Today, you can get strong privacy protection from mainstream browsers, so the need for Brave, Epic, and Tor is quite small. Even their biggest claim to fame — blocking ads and other annoying content — is increasingly handled in mainstream browsers.
One alterative browser, Brave, seems to use ad blocking not for user privacy protection but to take revenues away from publishers. Brave has its own ad network and wants publishers to use that instead of competing ad networks like Google AdSense or Yahoo Media.net. So it tries to force them to use its ad service to reach users who choose the Brave browser.

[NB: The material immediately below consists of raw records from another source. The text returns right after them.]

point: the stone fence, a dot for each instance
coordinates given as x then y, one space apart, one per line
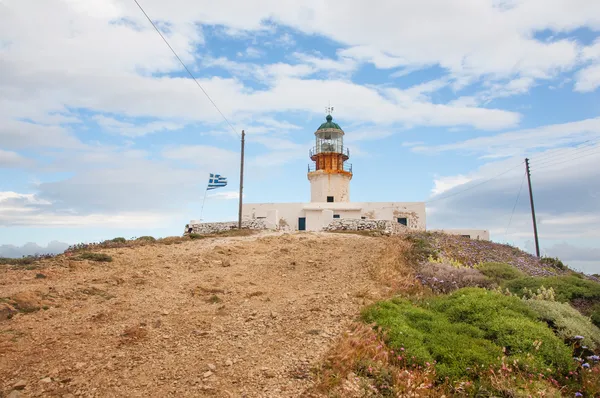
386 227
215 227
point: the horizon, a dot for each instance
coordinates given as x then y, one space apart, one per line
104 134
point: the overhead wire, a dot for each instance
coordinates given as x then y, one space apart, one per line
550 156
570 155
186 68
597 151
474 186
515 206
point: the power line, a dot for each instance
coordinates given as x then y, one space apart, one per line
186 68
586 149
515 206
474 186
549 157
565 161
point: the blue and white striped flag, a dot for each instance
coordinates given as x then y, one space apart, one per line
216 181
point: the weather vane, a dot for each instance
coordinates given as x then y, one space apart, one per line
329 109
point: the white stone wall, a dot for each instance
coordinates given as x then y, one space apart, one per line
324 184
289 213
385 226
214 227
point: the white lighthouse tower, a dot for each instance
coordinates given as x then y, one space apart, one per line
329 174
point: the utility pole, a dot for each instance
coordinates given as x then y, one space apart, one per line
537 245
241 182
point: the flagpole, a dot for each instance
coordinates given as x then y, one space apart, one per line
241 183
202 209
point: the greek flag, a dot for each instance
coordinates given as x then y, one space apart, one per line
216 181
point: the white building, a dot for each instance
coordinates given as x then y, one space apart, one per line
329 177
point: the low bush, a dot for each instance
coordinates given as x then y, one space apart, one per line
553 262
17 261
595 315
421 248
468 331
99 257
566 321
146 239
500 272
443 277
566 288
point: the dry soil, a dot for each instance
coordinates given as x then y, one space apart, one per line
219 317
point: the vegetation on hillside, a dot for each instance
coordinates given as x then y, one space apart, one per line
489 320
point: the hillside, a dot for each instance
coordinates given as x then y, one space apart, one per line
263 315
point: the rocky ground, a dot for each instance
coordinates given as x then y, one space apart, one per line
218 317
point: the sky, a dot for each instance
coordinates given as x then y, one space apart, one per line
103 133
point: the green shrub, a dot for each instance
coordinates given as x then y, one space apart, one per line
17 261
566 321
444 277
553 262
468 330
100 257
500 272
566 288
147 238
595 315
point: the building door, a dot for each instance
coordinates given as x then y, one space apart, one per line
302 224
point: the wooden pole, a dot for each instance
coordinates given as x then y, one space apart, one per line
241 182
537 244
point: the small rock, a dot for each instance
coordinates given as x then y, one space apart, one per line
19 385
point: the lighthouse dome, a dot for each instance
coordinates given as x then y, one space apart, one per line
329 124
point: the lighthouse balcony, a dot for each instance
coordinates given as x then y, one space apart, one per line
329 148
345 167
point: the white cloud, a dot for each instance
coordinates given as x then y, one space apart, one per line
525 141
228 195
10 159
132 129
443 184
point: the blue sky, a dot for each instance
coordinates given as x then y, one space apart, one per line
103 134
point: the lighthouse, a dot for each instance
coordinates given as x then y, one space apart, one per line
329 173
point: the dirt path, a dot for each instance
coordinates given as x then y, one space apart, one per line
231 317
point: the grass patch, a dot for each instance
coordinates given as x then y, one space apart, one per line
99 257
595 315
566 321
566 288
467 332
146 239
421 249
500 272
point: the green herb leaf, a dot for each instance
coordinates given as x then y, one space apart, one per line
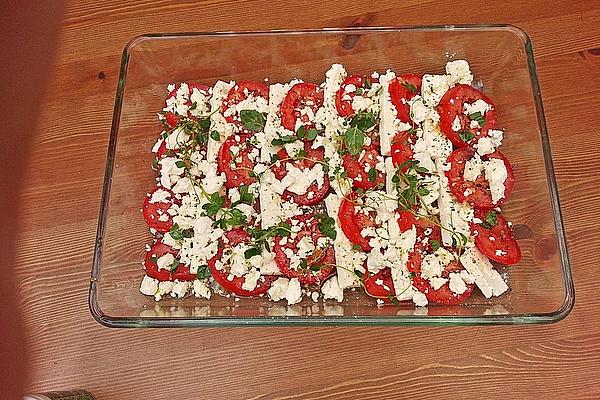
251 252
372 175
312 134
327 227
363 121
245 195
300 154
490 220
477 116
204 124
203 272
354 140
465 136
174 265
252 120
411 88
217 199
284 139
214 135
175 232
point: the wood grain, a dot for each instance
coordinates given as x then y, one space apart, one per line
62 193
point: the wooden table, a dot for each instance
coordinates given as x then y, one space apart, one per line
62 192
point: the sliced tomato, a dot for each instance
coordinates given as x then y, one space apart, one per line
477 193
315 193
237 165
156 214
443 295
380 285
358 168
238 93
451 106
319 264
496 243
172 119
401 150
235 237
159 249
402 89
344 106
299 96
353 222
427 233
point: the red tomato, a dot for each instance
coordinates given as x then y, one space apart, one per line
315 193
172 119
235 237
238 93
299 96
352 223
357 168
344 107
496 243
380 285
452 105
152 212
237 165
323 258
159 249
401 90
401 150
478 192
443 295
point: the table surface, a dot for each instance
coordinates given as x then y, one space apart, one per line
63 187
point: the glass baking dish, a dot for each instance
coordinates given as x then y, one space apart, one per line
500 56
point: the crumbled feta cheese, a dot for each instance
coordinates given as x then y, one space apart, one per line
165 261
496 174
332 290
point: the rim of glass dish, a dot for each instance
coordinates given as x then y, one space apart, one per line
216 321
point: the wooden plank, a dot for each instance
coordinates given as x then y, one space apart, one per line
63 187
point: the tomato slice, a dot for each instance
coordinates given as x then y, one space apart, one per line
353 222
344 106
315 193
159 249
237 165
238 93
172 119
403 88
380 285
401 150
477 193
358 168
451 106
235 237
299 96
496 243
443 295
319 265
156 214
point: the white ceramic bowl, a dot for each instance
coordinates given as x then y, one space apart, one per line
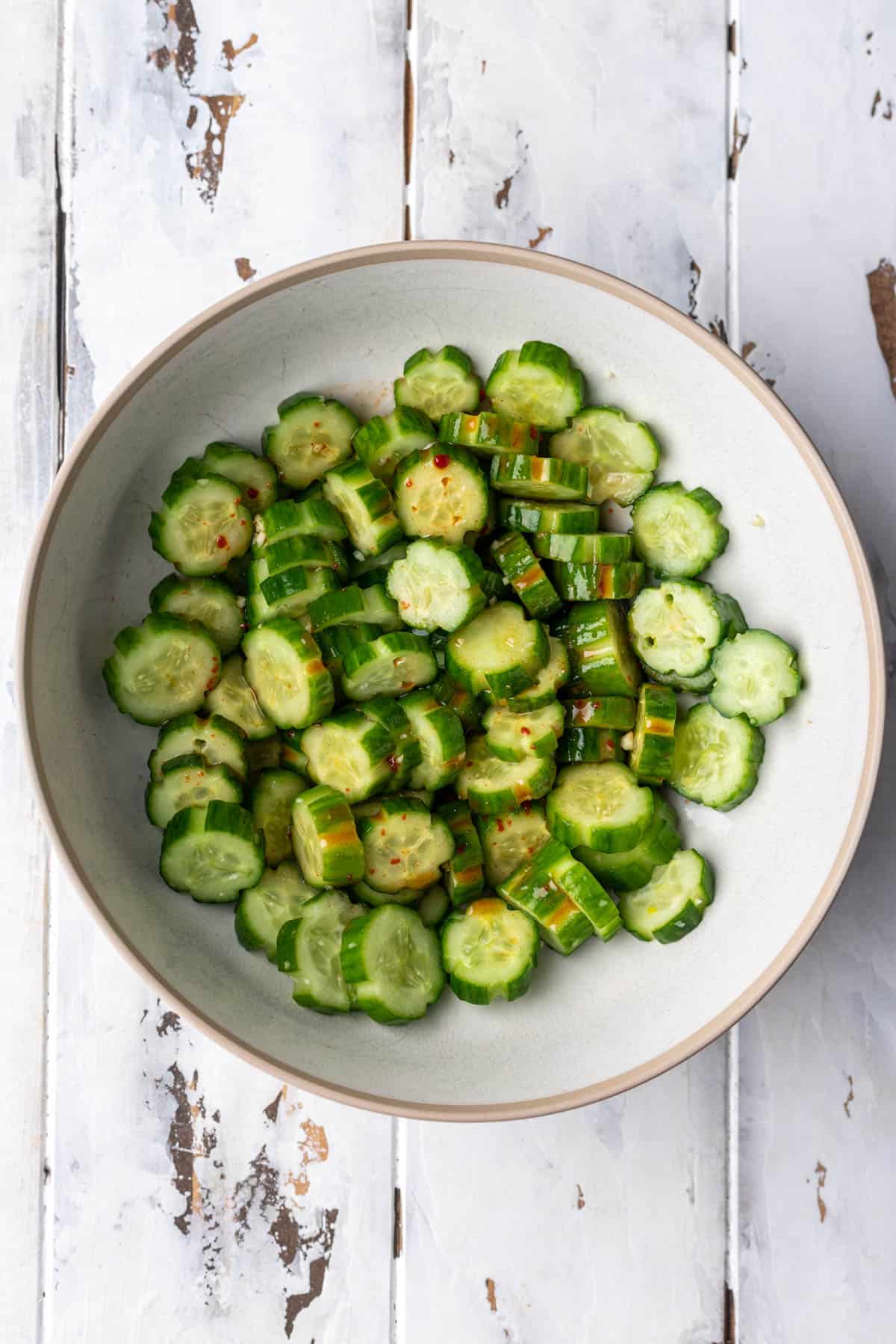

That feels like racketeering to me; it’d be like telling a store that if people want to shop with a specific credit card that the store can sell them only goods that the credit card company supplied.
Still, there are reasons to consider these alternative browsers beyond ad blocking:
- Brave Browser can suppress social media integrations on websites, so you can’t use plug-ins from Facebook, Twitter, LinkedIn, Instagram, and so on. The social media firms collect huge amounts of personal data from people who use those services on websites. Do note that Brave does not honor Do Not Track settings at websites, treating all sites as if they track ads.
- The Epic browser’s privacy controls are similar to Firefox’s, but under the hood it does one thing very differently: It keeps you away from Google servers, so your information doesn’t travel to Google for its collection. Many browsers (especially Chrome-based Chromium ones) use Google servers by default, so you don’t realize how much Google actually is involved in your web activities. But if you sign into a Google account through a service like Google Search or Gmail, Epic can’t stop Google from tracking you in the browser.
- Epic also provides a proxy server meant to keep your internet traffic away from your internet service provider’s data collection; the 126.96.36.199 service from CloudFlare offers a similar facility for any browser, as described later. (Google Chrome and Microsoft Edge let you choose to use a third-party secure DNS provider if desired, but they don’t provide their own as Epic does.)
- Tor Browser is an essential tool for journalists, whistleblowers, and activists likely to be targeted by governments and corporations, as well as for people in countries that censor or monitor the internet. It uses the Tor network to hide you and your activities from such entities. It also lets you publish websites called onions that require highly authenticated access, for very private information distribution.